Careful With The Washing Up!
Washing up can be a very wasteful process. Leaving the tap running or only partially filling up your dishwasher sends far more precious water down the drain than is necessary. Try and keep washing up water in use for as long as possible (within reason).
Install A Water Saving Shower Head
Unsurprisingly, a great deal of water flows down the drain as waste when you shower. Eco shower heads use flow regulators to limit the amount of water that is released while maintaining a satisfying pressure. Most top shower head manufacturers now offer flow-restricting products.
Electric showers are also more water-efficient than other types, although they tend to be rather unsatisfying to actually wash under. Aerating showerheads use a method of saving water that involves dispersing air into the stream, reducing the overall amount of water needed to develop a satisfying pressure.
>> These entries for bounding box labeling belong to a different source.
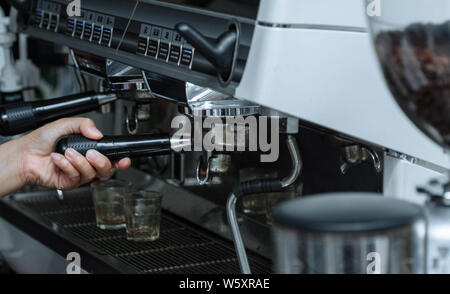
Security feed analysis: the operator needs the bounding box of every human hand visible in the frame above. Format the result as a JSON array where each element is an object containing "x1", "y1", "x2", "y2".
[{"x1": 17, "y1": 118, "x2": 131, "y2": 190}]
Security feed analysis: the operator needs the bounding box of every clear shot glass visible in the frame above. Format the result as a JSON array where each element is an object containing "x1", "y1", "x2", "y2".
[
  {"x1": 124, "y1": 190, "x2": 162, "y2": 241},
  {"x1": 91, "y1": 180, "x2": 132, "y2": 230}
]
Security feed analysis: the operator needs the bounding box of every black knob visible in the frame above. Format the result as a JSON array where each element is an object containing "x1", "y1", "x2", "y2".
[{"x1": 175, "y1": 23, "x2": 239, "y2": 81}]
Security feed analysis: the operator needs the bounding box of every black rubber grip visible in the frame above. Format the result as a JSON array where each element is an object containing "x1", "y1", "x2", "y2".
[
  {"x1": 233, "y1": 179, "x2": 283, "y2": 198},
  {"x1": 0, "y1": 92, "x2": 107, "y2": 136},
  {"x1": 56, "y1": 134, "x2": 171, "y2": 160},
  {"x1": 56, "y1": 135, "x2": 98, "y2": 156},
  {"x1": 0, "y1": 102, "x2": 36, "y2": 136}
]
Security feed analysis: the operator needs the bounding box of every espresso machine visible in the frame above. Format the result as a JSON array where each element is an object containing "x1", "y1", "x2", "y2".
[{"x1": 0, "y1": 0, "x2": 450, "y2": 274}]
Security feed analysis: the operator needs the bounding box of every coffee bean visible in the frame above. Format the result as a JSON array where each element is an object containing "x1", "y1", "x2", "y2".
[{"x1": 375, "y1": 21, "x2": 450, "y2": 148}]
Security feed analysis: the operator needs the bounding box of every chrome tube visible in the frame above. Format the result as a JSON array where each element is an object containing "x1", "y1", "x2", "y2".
[{"x1": 227, "y1": 193, "x2": 251, "y2": 275}]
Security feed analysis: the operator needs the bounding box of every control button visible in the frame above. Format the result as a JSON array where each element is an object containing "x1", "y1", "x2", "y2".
[
  {"x1": 139, "y1": 24, "x2": 152, "y2": 37},
  {"x1": 33, "y1": 11, "x2": 43, "y2": 27},
  {"x1": 161, "y1": 29, "x2": 173, "y2": 43},
  {"x1": 152, "y1": 27, "x2": 162, "y2": 39},
  {"x1": 66, "y1": 18, "x2": 75, "y2": 36},
  {"x1": 73, "y1": 20, "x2": 84, "y2": 38},
  {"x1": 180, "y1": 48, "x2": 194, "y2": 67},
  {"x1": 83, "y1": 23, "x2": 92, "y2": 41},
  {"x1": 147, "y1": 40, "x2": 159, "y2": 58},
  {"x1": 95, "y1": 14, "x2": 105, "y2": 23},
  {"x1": 105, "y1": 15, "x2": 114, "y2": 27},
  {"x1": 158, "y1": 42, "x2": 169, "y2": 60},
  {"x1": 86, "y1": 11, "x2": 96, "y2": 22},
  {"x1": 49, "y1": 14, "x2": 59, "y2": 32},
  {"x1": 169, "y1": 45, "x2": 181, "y2": 64},
  {"x1": 42, "y1": 12, "x2": 50, "y2": 29},
  {"x1": 172, "y1": 32, "x2": 183, "y2": 44},
  {"x1": 92, "y1": 25, "x2": 102, "y2": 44},
  {"x1": 101, "y1": 28, "x2": 112, "y2": 47},
  {"x1": 80, "y1": 9, "x2": 87, "y2": 19},
  {"x1": 136, "y1": 37, "x2": 148, "y2": 55}
]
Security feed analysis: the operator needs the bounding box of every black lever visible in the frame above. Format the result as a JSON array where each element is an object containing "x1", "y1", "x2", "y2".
[
  {"x1": 175, "y1": 23, "x2": 239, "y2": 81},
  {"x1": 0, "y1": 92, "x2": 117, "y2": 136},
  {"x1": 56, "y1": 134, "x2": 190, "y2": 160}
]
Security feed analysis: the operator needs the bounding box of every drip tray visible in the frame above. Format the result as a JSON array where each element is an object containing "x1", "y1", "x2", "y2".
[{"x1": 2, "y1": 190, "x2": 271, "y2": 274}]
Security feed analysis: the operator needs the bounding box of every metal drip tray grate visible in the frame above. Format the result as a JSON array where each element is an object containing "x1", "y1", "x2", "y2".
[{"x1": 16, "y1": 193, "x2": 271, "y2": 274}]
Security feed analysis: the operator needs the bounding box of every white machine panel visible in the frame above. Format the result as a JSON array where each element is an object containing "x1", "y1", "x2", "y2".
[{"x1": 236, "y1": 0, "x2": 449, "y2": 168}]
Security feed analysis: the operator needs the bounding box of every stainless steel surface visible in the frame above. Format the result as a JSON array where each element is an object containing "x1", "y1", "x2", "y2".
[
  {"x1": 274, "y1": 193, "x2": 427, "y2": 274},
  {"x1": 340, "y1": 145, "x2": 382, "y2": 175},
  {"x1": 186, "y1": 83, "x2": 260, "y2": 117}
]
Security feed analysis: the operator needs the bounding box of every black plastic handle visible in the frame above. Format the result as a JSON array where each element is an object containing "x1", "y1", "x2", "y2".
[
  {"x1": 175, "y1": 23, "x2": 238, "y2": 80},
  {"x1": 56, "y1": 134, "x2": 172, "y2": 160},
  {"x1": 0, "y1": 92, "x2": 115, "y2": 136}
]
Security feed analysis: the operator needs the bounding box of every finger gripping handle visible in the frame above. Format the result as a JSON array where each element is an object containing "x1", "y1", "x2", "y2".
[{"x1": 56, "y1": 135, "x2": 98, "y2": 156}]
Give Up Meat And Water Intensive Foods
Animal farming is an extremely water-intensive process and produces huge quantities of unusable wastewater in the form of runoff. Cutting down on meat is a good way of reducing your negative impact on global water supplies. Some crops are equally as water-intensive as meat. Avocados and almonds have been receiving some negative attention in the press recently. These foods are largely grown in hot countries with limited water supplies and take an enormous amount of precious liquid to sustain.
Catch And Use Rain
For some of us, rain is a rather overabundant resource. If you live in an area with lots of rainfall, it is a good idea to install a rainwater harvesting system. Harvested rainwater can be used to water gardens or be filtered and used as household water. Not only will it cut down on your water waste, but it will save you considerable sums of money in the long run, as you will no longer rely upon water distribution companies for all of your aqueous needs. Water harvesting systems can be attached to your house’s guttering, allowing them to catch any runoff rain that falls on your roof. In this way, large amounts of water can be collected effortlessly.